There I was, standing in the middle of the baking aisle at the Giant between Walnut & Chestnut, crying. The kind of tears that came out of nowhere and just won't stop.
It was typical day in the life of me when I've made myself way too busy. Wake up, add to the already 27-point long to-do list that I made the night before, and off I go quite literally at a sprint. Trying to breathe deep, telling myself that the cold coming on is just a mind game and that rest is for the weak. I have important things to be doing like searching for the perfectly organic variety pack of colored carrots. Yes, my grocery list was this specific. We were having company, ALL things needed to be perfect. This includes carrots, preferably purple (insert eye-rolling emoji if you would like, I can make fun of myself in hindsight).
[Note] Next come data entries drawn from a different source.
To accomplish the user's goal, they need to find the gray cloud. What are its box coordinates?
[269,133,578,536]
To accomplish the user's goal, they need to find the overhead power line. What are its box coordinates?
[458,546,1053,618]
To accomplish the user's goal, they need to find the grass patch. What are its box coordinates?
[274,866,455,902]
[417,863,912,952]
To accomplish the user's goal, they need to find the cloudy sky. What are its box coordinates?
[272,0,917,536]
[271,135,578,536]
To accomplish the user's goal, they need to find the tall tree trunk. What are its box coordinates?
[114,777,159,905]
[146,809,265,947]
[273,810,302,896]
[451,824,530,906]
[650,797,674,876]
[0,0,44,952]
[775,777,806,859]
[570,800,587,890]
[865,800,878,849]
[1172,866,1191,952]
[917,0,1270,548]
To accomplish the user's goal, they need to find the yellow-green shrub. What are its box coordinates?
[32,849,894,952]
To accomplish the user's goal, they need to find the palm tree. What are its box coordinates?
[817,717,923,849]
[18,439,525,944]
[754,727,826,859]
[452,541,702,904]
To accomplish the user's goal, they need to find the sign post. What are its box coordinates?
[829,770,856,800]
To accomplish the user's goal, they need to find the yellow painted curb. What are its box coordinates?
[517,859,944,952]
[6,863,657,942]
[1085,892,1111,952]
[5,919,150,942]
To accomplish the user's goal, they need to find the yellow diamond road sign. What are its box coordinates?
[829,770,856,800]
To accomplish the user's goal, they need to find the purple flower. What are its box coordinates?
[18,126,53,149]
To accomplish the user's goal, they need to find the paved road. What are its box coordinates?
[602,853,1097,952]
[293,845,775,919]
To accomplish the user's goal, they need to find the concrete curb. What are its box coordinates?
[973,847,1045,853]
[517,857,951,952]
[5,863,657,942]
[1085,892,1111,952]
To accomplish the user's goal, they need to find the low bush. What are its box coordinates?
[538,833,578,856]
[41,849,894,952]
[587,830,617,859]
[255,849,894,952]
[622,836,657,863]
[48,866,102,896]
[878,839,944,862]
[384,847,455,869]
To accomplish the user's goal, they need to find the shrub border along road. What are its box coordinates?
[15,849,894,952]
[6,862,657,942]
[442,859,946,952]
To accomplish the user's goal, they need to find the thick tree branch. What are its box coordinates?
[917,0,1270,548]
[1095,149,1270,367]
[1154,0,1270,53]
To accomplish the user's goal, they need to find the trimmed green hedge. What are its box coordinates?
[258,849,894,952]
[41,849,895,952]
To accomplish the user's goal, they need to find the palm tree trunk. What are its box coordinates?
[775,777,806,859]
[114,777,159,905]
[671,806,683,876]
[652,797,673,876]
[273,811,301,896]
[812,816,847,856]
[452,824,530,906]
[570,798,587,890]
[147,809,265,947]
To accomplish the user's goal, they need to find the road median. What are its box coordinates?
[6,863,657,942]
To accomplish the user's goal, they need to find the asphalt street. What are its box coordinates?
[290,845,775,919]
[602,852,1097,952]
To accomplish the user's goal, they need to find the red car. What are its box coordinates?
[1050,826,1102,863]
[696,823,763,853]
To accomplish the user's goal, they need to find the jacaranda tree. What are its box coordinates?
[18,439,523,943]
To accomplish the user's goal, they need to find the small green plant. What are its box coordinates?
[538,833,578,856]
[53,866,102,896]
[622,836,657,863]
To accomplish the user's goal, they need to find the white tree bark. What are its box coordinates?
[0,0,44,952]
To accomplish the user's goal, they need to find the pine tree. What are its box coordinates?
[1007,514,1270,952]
Giant was my fourth grocery store of the day, so one could assume that I was crying because the spot labeled rosemary was completely empty, meaning a fifth trip was in my future. But somehow my awareness expanded beyond my own "issue" long enough to realize that the Burmese woman next to me was literally just trying to understand the wall of canned tomatoes she was facing. Crushed, diced, sauce, paste, heck I don't even get the differences. And I'm over here fuming because dried rosemary.
I can't explain all the things I was feeling, but I'm pretty sure this is why I started to cry.
How often am I so involved in my own little world, that I don't realize there is A WORLD. One so full of things that "don't affect me," but I can choose to affect. What things have I chosen to ignore, or replace with minor problems in my own life. How easy it is to become inward focused, to create stress where there is no real stress, to create lists just to have them, to stay busy as a false sense of worth.
How often to we ignore that woman trying to understand, because we're too busy trying to get stuff done?
The message is in the story, and I think it speaks for itself. In what ways can we become aware of life beyond ourselves in the coming year? In what ways can we care more deeply, give more generously, love more fully?